BERLIN — Gazprom, the Kremlin-controlled energy giant, announced that it would temporarily shut down its gas pipeline to Germany at the end of the month for repairs, a move likely to trigger more uncertainty in Europe as countries struggle to compensate for cuts in Russian fossil fuels.
Gazprom said it would close the taps of the Nord Stream pipeline from Aug. 31 to Sept. 2 to replace a turbine with the help of its manufacturer, Siemens. Gazprom and the German government have already been trading blame for slowed flows of gas through the pipeline. Gazprom has said Western sanctions have slowed repairs, reducing gas flows by up to 60 percent. Berlin has accused Gazprom of playing politics on Moscow’s behalf.
“The Russian side’s justification is simply a pretext,” Robert Habeck, Germany’s economy minister, told reporters in Berlin in June. “It is obviously the strategy to unsettle and drive up prices.”
Europe has been working to wean itself off Russian gas, oil, and coal as part of its sanctions on Moscow in retaliation for the invasion of Ukraine. Many European states are bracing for potential energy shortages this winter, but perhaps none are as vulnerable as Germany, Europe’s largest economy. More than half of Germany’s gas imports came from Russia before the war in Ukraine.
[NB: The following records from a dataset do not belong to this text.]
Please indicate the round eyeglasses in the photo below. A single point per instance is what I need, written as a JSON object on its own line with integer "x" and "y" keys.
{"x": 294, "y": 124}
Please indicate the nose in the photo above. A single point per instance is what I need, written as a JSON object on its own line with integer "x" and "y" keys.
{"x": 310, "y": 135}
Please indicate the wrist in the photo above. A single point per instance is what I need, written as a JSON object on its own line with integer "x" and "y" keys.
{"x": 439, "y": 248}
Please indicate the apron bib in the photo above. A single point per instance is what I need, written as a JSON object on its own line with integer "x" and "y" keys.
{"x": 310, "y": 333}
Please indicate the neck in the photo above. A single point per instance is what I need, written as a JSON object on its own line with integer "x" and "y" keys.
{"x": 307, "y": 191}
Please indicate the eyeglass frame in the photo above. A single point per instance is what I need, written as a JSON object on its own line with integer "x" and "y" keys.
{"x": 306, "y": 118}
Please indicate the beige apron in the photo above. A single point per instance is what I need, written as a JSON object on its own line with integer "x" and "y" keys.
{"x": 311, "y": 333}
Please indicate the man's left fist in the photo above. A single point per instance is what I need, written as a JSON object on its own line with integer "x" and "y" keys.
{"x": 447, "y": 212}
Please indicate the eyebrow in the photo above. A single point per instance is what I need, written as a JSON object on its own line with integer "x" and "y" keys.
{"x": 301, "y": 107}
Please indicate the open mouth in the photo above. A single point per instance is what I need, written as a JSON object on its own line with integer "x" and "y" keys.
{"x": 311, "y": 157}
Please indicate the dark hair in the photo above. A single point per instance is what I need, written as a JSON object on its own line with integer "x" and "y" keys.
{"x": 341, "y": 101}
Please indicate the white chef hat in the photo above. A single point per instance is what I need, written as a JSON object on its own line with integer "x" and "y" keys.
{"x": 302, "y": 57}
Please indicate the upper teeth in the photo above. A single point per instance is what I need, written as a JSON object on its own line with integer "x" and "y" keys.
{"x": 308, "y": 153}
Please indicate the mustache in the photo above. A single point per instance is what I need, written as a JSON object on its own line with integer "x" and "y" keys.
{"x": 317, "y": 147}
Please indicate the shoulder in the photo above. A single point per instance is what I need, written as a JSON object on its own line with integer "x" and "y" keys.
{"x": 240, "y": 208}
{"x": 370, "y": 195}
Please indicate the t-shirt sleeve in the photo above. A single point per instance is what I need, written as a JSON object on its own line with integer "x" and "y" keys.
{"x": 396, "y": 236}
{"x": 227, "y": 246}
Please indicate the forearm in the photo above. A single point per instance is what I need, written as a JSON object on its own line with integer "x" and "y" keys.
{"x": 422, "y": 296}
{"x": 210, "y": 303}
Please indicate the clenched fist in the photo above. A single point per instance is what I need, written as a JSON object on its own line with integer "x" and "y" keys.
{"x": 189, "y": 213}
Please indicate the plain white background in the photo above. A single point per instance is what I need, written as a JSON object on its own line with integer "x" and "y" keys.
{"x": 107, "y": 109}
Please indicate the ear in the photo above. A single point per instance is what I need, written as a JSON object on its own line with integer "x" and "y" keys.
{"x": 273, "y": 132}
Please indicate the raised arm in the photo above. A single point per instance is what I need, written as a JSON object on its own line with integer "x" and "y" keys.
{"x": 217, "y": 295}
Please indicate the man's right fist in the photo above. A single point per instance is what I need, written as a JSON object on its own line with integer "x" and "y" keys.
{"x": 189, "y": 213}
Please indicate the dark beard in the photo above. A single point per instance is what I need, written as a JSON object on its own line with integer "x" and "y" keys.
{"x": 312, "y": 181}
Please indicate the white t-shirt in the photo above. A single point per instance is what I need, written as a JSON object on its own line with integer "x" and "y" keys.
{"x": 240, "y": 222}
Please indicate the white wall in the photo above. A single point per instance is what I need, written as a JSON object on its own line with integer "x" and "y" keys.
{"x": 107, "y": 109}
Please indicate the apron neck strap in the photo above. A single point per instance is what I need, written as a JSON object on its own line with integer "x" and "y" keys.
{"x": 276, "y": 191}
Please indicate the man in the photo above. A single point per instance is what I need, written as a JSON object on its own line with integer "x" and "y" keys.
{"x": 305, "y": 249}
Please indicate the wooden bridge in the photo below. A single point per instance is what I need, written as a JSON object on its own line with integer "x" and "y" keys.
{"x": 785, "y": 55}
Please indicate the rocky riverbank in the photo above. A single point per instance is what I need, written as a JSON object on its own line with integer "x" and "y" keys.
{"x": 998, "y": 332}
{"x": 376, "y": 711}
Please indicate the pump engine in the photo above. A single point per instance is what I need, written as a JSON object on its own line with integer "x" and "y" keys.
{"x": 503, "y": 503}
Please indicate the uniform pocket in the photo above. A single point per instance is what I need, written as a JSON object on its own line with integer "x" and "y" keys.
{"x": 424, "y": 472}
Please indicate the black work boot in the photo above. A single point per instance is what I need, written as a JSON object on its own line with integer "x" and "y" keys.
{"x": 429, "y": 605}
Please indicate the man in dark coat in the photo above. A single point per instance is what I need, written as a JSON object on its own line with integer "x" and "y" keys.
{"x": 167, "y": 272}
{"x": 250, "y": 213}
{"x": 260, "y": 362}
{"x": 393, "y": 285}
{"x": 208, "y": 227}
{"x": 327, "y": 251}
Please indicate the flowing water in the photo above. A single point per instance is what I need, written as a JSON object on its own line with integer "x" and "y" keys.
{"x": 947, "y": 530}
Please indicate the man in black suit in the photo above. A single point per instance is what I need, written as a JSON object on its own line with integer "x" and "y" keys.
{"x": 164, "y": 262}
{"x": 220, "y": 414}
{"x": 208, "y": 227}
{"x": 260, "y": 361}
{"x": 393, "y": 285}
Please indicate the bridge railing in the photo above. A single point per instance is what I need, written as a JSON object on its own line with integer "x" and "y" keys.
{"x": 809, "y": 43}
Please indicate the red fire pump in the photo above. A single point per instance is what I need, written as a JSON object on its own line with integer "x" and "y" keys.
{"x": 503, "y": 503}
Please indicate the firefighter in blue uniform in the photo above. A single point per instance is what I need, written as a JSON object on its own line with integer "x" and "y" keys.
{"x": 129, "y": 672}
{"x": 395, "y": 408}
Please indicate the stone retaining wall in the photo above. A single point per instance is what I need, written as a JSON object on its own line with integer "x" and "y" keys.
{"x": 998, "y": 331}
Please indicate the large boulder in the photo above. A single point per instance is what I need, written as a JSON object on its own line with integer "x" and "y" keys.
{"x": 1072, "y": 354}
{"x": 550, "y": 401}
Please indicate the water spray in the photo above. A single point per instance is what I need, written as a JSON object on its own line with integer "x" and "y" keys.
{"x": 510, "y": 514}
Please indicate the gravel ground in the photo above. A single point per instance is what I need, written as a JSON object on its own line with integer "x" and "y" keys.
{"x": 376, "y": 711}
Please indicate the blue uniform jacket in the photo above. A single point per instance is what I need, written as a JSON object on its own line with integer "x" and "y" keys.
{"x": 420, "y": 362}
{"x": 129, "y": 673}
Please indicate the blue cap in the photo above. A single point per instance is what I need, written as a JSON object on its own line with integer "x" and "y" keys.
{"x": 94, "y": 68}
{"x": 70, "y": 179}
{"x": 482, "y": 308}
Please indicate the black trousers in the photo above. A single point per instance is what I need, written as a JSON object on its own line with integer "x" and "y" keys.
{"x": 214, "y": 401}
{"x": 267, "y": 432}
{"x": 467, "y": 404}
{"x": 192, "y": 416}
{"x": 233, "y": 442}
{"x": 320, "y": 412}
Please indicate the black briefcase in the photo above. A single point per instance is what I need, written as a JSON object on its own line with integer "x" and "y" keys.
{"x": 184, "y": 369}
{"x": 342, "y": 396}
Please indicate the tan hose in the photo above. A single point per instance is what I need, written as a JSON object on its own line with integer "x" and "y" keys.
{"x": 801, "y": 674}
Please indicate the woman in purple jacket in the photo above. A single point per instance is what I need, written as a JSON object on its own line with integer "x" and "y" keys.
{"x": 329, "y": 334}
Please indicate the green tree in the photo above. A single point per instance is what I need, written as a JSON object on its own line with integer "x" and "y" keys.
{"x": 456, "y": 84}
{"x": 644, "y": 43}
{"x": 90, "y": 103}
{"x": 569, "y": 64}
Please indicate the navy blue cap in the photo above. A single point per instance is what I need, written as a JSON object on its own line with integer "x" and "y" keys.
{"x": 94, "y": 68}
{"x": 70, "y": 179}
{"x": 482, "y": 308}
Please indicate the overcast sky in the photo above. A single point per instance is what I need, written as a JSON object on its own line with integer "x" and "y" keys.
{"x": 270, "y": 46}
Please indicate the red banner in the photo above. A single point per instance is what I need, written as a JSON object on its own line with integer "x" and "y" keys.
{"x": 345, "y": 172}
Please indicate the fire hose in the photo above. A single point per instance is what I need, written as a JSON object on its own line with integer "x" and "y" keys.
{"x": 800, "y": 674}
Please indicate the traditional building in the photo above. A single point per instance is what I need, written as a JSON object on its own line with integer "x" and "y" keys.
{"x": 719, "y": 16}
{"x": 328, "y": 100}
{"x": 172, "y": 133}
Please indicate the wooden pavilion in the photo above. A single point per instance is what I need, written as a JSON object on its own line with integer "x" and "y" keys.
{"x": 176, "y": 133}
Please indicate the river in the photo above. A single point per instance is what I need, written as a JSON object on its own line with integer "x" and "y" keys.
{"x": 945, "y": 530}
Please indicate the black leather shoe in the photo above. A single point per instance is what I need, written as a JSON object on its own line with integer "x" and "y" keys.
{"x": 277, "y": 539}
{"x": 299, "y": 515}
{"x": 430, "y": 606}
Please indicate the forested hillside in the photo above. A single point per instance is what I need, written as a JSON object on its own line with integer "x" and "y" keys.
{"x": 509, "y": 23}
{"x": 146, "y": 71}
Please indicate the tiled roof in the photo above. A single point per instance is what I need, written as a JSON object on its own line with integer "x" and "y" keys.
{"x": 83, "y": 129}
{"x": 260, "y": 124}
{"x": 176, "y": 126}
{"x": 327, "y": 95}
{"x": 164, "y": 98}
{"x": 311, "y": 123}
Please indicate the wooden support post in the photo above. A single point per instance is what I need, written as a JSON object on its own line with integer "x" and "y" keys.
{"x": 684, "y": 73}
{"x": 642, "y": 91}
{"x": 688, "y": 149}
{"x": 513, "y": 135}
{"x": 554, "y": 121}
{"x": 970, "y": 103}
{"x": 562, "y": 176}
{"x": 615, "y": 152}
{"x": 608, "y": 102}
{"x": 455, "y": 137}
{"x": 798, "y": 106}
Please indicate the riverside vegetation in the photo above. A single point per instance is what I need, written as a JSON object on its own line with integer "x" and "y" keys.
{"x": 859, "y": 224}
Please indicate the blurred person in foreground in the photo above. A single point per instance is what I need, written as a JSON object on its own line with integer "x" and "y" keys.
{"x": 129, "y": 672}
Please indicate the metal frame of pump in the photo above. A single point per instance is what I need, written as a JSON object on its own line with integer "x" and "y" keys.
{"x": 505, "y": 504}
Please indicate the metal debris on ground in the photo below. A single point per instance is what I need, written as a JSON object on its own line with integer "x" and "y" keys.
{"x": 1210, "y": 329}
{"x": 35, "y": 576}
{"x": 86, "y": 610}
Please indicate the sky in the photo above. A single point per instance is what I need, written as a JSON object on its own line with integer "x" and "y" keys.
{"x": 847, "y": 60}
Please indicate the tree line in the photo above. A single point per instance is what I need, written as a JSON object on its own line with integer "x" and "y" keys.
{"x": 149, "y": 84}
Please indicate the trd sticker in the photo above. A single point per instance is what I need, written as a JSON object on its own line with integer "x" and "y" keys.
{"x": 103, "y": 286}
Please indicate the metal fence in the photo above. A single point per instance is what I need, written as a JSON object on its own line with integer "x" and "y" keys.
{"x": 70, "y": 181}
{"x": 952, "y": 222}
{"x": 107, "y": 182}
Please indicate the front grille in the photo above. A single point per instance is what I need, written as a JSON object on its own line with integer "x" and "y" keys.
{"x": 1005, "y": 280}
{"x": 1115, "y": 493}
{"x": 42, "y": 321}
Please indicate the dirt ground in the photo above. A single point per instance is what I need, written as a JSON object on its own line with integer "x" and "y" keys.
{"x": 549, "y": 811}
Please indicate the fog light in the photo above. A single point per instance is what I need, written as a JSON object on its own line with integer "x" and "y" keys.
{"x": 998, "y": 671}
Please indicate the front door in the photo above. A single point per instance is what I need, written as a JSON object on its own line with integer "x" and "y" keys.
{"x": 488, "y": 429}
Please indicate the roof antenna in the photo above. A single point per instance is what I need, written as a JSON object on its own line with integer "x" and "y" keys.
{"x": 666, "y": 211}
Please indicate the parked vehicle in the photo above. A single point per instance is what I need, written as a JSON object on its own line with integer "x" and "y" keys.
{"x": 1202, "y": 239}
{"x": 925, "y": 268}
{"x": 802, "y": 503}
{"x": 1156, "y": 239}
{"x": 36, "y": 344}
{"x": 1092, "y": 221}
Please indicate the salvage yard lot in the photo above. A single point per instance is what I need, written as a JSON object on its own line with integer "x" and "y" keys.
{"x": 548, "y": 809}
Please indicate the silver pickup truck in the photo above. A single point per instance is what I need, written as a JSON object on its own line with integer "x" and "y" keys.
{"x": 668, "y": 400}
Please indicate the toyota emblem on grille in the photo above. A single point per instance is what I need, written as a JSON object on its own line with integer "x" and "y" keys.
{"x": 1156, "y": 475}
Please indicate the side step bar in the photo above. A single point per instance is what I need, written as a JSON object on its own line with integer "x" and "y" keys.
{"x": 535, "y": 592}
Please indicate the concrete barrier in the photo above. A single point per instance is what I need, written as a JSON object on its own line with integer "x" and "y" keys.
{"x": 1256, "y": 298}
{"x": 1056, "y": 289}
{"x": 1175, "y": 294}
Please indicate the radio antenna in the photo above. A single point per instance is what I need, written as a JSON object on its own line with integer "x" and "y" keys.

Germany has been working to find alternative sources of natural gas, and has also made the awkward decision to restart coal plants already shut down as part of its plan to phase out coal by 2030 coal. It now looks likely to extend the life of its contested three nuclear plants as well.
According to Gazprom, gas transports through the underwater pipeline to Germany could be resumed after repairs at a rate of 33 million cubic meters per day — around 20 percent of the actual capacity of the pipeline.
The German government did not immediately comment on the announcement.